Die US-Tochter der Deutschen Telekom steht unter verstärkter Beobachtung der Analysten. Innerhalb weniger Tage stuften gleich zwei Häuser T-Mobile US kritischer ein – ein Signal, das auch für die Konzernmutter an der Frankfurter Börse Relevanz besitzt.
Wettbewerbsdruck bei T-Mobile US wächst
Wolfe Research senkte am 14. August die Einstufung für T-Mobile US und begründete den Schritt mit einem schwindenden Differenzierungsmerkmal gegenüber den Wettbewerbern AT&T und Verizon. Beide Konkurrenten drängen mit attraktiveren Einstiegstarifen in den Markt und setzen die US-Tochter der Telekom damit unter Preisdruck.

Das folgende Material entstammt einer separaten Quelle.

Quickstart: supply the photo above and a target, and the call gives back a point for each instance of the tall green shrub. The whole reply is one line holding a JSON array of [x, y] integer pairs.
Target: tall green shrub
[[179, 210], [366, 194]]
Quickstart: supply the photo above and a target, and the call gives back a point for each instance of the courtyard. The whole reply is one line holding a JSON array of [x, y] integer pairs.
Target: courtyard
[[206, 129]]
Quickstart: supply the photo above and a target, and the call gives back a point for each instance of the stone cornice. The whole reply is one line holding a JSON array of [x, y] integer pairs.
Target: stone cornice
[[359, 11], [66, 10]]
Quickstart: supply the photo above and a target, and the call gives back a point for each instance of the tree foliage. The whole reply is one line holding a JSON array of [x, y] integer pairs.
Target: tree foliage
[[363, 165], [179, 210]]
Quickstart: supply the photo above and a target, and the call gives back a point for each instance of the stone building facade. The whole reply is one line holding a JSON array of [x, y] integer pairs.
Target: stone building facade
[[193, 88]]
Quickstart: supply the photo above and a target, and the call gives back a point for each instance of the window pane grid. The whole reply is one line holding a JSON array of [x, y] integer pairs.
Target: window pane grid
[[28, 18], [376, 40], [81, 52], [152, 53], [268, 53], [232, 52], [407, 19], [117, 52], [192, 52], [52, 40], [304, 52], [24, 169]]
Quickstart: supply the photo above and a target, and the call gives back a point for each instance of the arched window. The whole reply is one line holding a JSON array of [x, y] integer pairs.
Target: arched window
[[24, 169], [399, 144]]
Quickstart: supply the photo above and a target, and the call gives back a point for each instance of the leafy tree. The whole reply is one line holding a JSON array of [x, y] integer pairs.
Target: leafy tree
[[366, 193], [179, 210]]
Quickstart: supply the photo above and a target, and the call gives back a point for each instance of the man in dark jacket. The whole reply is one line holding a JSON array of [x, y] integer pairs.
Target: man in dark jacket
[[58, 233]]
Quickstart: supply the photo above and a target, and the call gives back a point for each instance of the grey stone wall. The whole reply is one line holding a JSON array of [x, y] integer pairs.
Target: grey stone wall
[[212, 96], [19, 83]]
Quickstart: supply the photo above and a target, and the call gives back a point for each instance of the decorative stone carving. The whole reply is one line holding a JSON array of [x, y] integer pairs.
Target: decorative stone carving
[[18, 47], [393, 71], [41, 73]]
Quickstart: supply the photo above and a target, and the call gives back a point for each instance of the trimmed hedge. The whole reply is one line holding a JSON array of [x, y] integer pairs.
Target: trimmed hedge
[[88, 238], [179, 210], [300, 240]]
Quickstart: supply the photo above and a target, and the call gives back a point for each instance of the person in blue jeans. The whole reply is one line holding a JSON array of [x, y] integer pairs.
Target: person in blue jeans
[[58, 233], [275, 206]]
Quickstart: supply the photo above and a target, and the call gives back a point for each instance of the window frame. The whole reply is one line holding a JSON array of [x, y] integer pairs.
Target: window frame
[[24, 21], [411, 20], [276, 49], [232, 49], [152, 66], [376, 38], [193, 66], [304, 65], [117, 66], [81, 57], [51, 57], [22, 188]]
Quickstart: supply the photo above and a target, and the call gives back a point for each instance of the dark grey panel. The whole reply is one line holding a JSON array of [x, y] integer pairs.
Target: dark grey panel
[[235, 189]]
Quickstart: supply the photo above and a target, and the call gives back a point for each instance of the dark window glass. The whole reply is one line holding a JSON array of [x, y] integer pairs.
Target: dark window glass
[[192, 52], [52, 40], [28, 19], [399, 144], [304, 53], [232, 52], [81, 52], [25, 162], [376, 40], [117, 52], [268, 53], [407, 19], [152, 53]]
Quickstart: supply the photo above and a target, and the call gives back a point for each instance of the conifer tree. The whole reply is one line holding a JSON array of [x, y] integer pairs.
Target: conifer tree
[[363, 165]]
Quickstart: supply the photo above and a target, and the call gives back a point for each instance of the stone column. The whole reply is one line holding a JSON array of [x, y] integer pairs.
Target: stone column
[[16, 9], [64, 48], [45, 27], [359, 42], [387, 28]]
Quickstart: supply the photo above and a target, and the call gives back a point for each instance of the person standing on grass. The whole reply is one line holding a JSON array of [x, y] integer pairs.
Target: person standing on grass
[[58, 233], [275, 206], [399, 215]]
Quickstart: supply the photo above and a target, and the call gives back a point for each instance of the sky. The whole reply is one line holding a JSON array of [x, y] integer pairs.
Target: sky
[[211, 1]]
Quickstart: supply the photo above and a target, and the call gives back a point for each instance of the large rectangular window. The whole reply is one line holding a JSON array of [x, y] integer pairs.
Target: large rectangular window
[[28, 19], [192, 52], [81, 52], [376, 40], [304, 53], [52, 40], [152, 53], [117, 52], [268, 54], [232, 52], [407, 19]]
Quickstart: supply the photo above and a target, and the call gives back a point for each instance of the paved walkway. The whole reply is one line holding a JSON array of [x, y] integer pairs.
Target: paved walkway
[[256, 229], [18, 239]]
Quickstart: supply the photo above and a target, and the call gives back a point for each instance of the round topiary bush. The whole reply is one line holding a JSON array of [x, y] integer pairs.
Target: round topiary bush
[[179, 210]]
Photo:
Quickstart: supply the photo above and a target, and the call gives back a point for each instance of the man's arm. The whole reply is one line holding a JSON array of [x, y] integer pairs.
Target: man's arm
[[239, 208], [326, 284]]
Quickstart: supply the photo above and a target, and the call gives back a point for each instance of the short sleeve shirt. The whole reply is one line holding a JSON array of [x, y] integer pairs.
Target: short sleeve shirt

Wenige Tage später, am 18. August, folgte Bernstein Research mit einer Einstufung auf „Neutral“. Für Anleger in Deutschland ist das keine Randnotiz: T-Mobile US steuert einen erheblichen Teil des Konzernergebnisses bei, entsprechend wirkt sich eine schwächere Wettbewerbsposition in den USA mittelbar auf die Bewertung des DAX-Konzerns aus.
Parallel dazu treibt T-Mobile US unter der Leitung des neuen CEO Srini Gopalan eine Restrukturierung voran. Im ersten Halbjahr 2026 baute das Unternehmen 4.671 Stellen ab, um die operative Marge zu verbessern – ein Schritt, der die Kostenseite stärkt, während auf der Erlösseite der Preiswettbewerb zunimmt.
Barclays sieht Kurspotenzial trotz gesenktem Ziel
Für die Konzernmutter selbst fällt das Bild der Analysten differenzierter aus. Barclays senkte am 10. August das Kursziel für die Deutsche-Telekom-Aktie von 36 auf 35 Euro, bestätigte aber die Einstufung „Overweight“. Damit bleibt die Bank trotz der Reduzierung deutlich optimistischer als der aktuelle Kurs von 28,92 Euro nahelegt.
Die Aktie selbst zeigt sich zuletzt leicht rückläufig: Am heutigen Dienstag verliert das Papier 0,8 Prozent, nachdem es bereits am Montag von 29,14 Euro auf den aktuellen Stand gerutscht war.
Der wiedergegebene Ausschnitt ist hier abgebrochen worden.